Red shrugged. "Week ago, maybe-hard to keep track, you know? I got a lot of girls."
"Where's she live?"
"South End, Chandler Street."
"What address?"
"Hell, man, I don't remember-she's got a room down there someplace."
"You remember," I said. "You know where all your girls are. You probably got half a dozen girls in the same building."
"No way, man, I don't do that. These kids come in here and they don't know their ass from a hole in the ground. They get in trouble. All I do is organize them a little. Look out for them on the street."

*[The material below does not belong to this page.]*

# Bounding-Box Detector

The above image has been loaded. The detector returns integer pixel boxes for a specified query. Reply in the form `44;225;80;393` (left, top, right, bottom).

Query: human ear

"And they call you Uncle Red and giggle when you tickle them," I said.
Red looked at his empty coffee cup. "Hey, man," he said in his soft voice.
"I’m telling you straight."
I shook my head. "I'm too old to listen to horseshit," I said. "Gimme the address and we'll be on our way."
Red looked at Hawk beside him. Hawk smiled. Red looked back at me. "I ain't scared of you," he said. He jerked his head at Hawk. "Him either."
I said to Hawk, "Where did we go wrong?"
Hawk was motionless with his hands folded on the table before him. When he had no reason to move, his repose was nearly stonelike. His face had a perpetual look of noncommittal pleasure. Without changing his expression Hawk hit Red across the throat with his left hand. Red gasped and rocked back against the booth. He put both hands to his throat and made harsh wheezing noises. Hawk didn't look at him. He was back into repose, his hands quietly clasped in front of him.
"Soon as you can talk," he said, "tell Spenser the address."
We sat quietly, listening to the harsh music. The crowd had thinned. The girls shuffled on the runway. The smoke drifted through the pink spotlight in ragged wisps. It was a hot and joyless room, nearly full of people, nearly devoid of humanity. Red was rocking back and forth, both hands clutching his throat. Twice he started to speak and nothing came out. Finally he said in a soft croak, "Three Eighteen and a half. Three Eighteen and a half Chandler Street. Apartment Three B."